How is climate fiction about food?

What does it mean for a book, a film or a game (or a piece of music, meme or painting) to be about food? Do people have to sit down to actually eat for a given text to be about food? Obviously, texts where this happens cannot help but say something about food, but food is narrated in many other ways as well. When analyzing how food is imagined in climate fiction, it is necessary to consider not just what fictional characters put into their mouths (although this is certainly important), but also how food is sourced, how it travels, how it impacts local and global economies, how it enables or consumes people and planetary resources, and how it makes possible (or impossible) the texts themselves. In this post, I want to briefly consider how these different foodways impact the climate fiction narrative. 

It goes without saying that any climate fiction where people scavenge abandoned houses for things to eat is about food and how climate change produces food shortages. In stories such as Cormac McCarthy’s The Road (2006) or Peter Heller’s The Dog Stars (2012) people survive (or don’t survive) on the foods left behind by a now-defunct society. The Road is in many ways a novel about food and eating since the two main characters spend all their time searching for food and trying to avoid becoming food. The consumption of insect-based protein bars by the enslaved and precarious poor in Bong Joon Ho’s Snowpiercer(2013) is another example of how images of food and eating help readers and audiences understand the relationship between climate change and a lack of food. In these texts, people are seen to be eating and what they eat (or do not eat) is often so different from what is considered food today that it forces the readers to consider their own relationship to food and the future.

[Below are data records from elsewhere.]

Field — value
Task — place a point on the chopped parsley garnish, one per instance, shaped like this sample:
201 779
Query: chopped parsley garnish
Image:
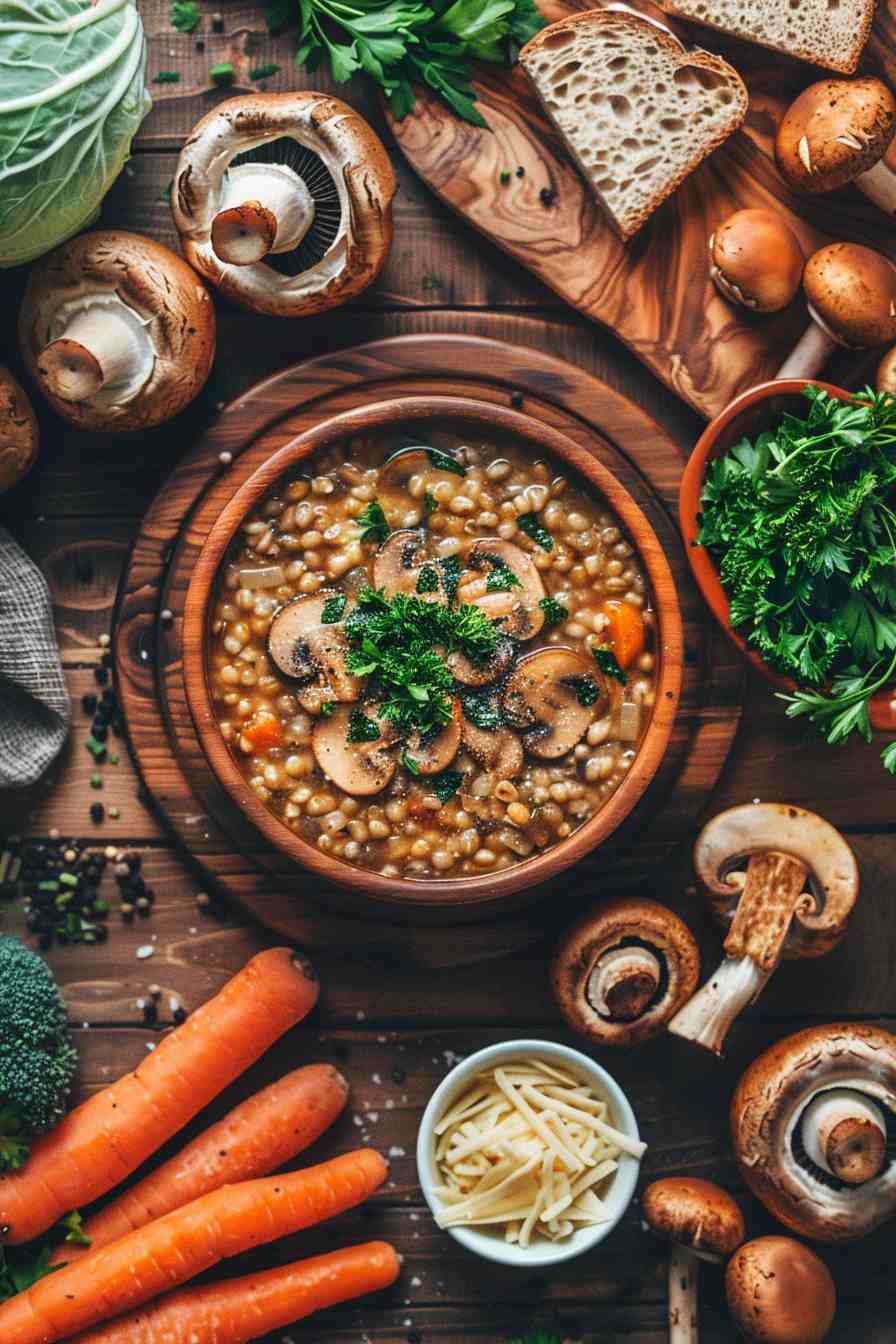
586 690
394 643
374 526
609 664
481 708
501 578
333 609
529 524
184 15
802 524
446 784
360 729
554 610
450 567
427 579
445 463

However, food also appears in climate fiction texts as a product of an extractive system or as a set of (new) ecological and economic relationships. The project Future Food Imaginaries is premised on the crucial observation, made by the EAT-Lancet Commission amongst others, that the existing food system is eroding the planet. As many sociologists and scholars belonging to the emerging field of food regime analysis have noted, this is a system rooted in the colonial world-system described by Immanuel Wallerstein. Climate fiction is about food also when it discusses this food system or food regime, when it suggests alternatives to them, or when it connects them to particular diets. One of many climate fictions that explores food as a global system is Paolo Bacigalupi’s The Windup Girl (2009). This novel describes a future where most regular crops have collapsed due to genetic manipulation and mutant pests, and where international mega corporations are selling disease-resistant but infertile seeds to farmers all over the world. The seeds will yield a single harvest, forcing farmers to buy new seeds every season. In this way, The Windup Girl presents a nightmarish vision of how green capitalism has been able to combine a nominally sustainable agricultural system (this is a future that has abandoned the fossil-fuel economy) with the injustice that marks the present, unsustainable food system. 

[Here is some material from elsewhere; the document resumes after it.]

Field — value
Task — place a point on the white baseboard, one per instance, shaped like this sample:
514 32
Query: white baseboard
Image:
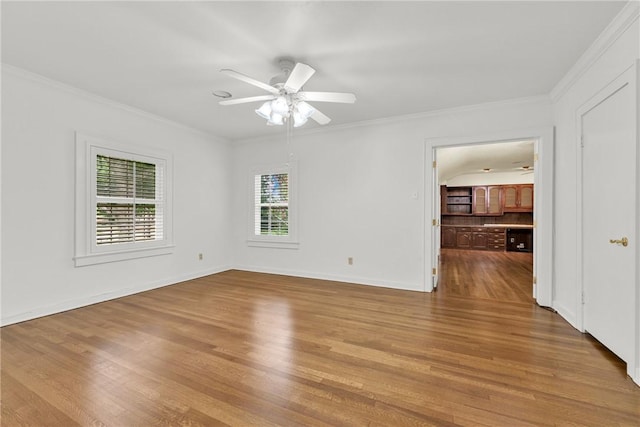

Finally, climate fiction is about food also in the sense that food makes certain narratives possible. The same word-system that is central to the existing food system or global food regime also feeds much of the global entertainment industry. This is not a trite observation. When Dunkin’ Donuts and Budweiser pay to display their logos in films such as Godzilla: King of the Monsters (2019), this limits what this film can say about the global food system. (Indeed, Godzilla: King of the Monsters was sponsored both by the US energy/fossil fuel industrial complex and by the US Department of Defense). In this way, climate fiction narratives are not only stories about food, they are also, in some notable cases, stories created with the assistance of the global, industrialized food system.